Ce fut une année incroyable, mais non sans quelques contretemps. Voici tout ce qui s’est passé le dernier jour et ce que nous avons pensé du festival dans son ensemble.

La politique dans l'art, l'art dans la politique

Installation artistique « Terminal 1 » à Glastonbury 2024.Jonny Walfisz

Le Terminal 1 est une nouvelle installation artistique de cette année, destinée à reproduire l'expérience des réfugiés pour une foule majoritairement britannique. C’est une pièce saisissante, construite sur quatre conteneurs d’expédition empilés.

Vous entrez et êtes immédiatement agressé par un douanier dictatorial qui force les entrées à répondre à une question du test de citoyenneté britannique. Si vous vous trompez, vous serez expulsé après avoir attendu au moins 20 minutes pour entrer.

Agent des douanes à l'installation artistique « Terminal 1 » à Glastonbury 2024.Jonny Walfisz/Euronews

Si vous réussissez, l'assaut suivant est celui d'un groupe de gardes-frontières qui vous demandent d'enlever vos chaussures dans une langue inconnue avant de les jeter à travers la pièce, pour que vous puissiez marcher sur du gravier et les récupérer.

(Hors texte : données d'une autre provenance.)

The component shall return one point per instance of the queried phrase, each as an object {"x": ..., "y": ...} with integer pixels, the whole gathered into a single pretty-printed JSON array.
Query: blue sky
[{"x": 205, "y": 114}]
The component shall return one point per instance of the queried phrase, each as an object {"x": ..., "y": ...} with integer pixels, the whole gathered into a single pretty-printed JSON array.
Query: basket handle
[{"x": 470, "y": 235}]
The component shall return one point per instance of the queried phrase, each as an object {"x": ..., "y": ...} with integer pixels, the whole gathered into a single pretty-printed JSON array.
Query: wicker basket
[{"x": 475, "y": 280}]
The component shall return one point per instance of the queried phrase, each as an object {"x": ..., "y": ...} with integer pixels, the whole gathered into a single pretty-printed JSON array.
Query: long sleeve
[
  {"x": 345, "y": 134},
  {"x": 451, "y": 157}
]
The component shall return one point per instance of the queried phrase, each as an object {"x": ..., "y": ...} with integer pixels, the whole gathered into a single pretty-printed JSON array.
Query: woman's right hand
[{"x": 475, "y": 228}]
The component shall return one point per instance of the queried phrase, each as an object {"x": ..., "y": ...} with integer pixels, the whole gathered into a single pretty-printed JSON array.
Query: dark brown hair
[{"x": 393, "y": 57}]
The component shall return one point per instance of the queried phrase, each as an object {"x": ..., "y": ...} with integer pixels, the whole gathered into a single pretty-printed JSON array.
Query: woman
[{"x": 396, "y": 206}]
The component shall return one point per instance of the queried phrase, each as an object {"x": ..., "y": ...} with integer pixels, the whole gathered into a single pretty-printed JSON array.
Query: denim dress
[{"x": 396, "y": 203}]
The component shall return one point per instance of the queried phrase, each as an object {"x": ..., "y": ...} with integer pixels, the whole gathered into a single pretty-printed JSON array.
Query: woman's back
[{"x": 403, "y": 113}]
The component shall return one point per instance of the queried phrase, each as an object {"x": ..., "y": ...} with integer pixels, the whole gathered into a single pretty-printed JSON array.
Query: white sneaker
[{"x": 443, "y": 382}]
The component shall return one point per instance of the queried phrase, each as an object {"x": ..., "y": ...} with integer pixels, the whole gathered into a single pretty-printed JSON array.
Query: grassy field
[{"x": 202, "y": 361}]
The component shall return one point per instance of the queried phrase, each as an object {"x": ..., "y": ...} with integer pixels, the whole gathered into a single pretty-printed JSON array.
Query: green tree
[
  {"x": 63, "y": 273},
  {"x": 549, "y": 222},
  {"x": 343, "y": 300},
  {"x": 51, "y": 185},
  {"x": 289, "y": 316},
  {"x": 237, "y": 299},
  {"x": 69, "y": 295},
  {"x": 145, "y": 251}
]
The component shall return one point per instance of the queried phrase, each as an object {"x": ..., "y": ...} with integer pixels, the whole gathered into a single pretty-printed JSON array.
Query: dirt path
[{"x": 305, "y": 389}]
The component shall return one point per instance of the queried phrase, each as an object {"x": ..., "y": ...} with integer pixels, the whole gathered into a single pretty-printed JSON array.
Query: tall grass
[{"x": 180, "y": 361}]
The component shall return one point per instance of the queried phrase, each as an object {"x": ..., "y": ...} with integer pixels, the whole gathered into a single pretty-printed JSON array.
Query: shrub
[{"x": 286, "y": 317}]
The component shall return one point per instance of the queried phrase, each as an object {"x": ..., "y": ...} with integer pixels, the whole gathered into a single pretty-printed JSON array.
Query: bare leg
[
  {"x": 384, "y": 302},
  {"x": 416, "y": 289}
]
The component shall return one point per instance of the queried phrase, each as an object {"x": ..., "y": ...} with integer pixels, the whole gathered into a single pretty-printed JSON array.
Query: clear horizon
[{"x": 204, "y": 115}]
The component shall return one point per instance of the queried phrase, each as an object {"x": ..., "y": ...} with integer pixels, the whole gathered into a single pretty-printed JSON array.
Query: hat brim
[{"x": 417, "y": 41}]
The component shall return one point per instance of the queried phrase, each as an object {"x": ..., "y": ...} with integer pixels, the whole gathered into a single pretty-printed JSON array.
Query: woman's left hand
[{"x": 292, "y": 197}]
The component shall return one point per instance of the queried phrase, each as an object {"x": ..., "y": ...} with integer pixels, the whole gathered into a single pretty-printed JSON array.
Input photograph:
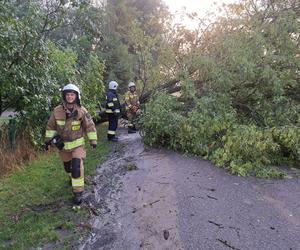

Gardes-frontières à l'installation artistique « Terminal 1 » à Glastonbury 2024.Jonny Walfisz/Euronews

Surmontez-le et l’expérience se transforme en un accueil chaleureux et chaleureux dans les boutiques hors taxes du Rwanda, où vous apprendrez un proverbe local de Kigali.

Les boutiques hors taxes du Rwanda à l'installation artistique « Terminal 1 » à Glastonbury 2024.Jonny Walfisz/Euronews

Ce n’est pas subtil, mais il enfonce son thème avec une efficacité impitoyable. C’est une expérience formidablement inconfortable qui vous met à la place des membres les plus souvent négligés du problème des réfugiés actuel : les réfugiés.

C'est Glastonbury à son meilleur, combinant art et message politique. Étrangem...
[Courte citation de 8% de l'article original]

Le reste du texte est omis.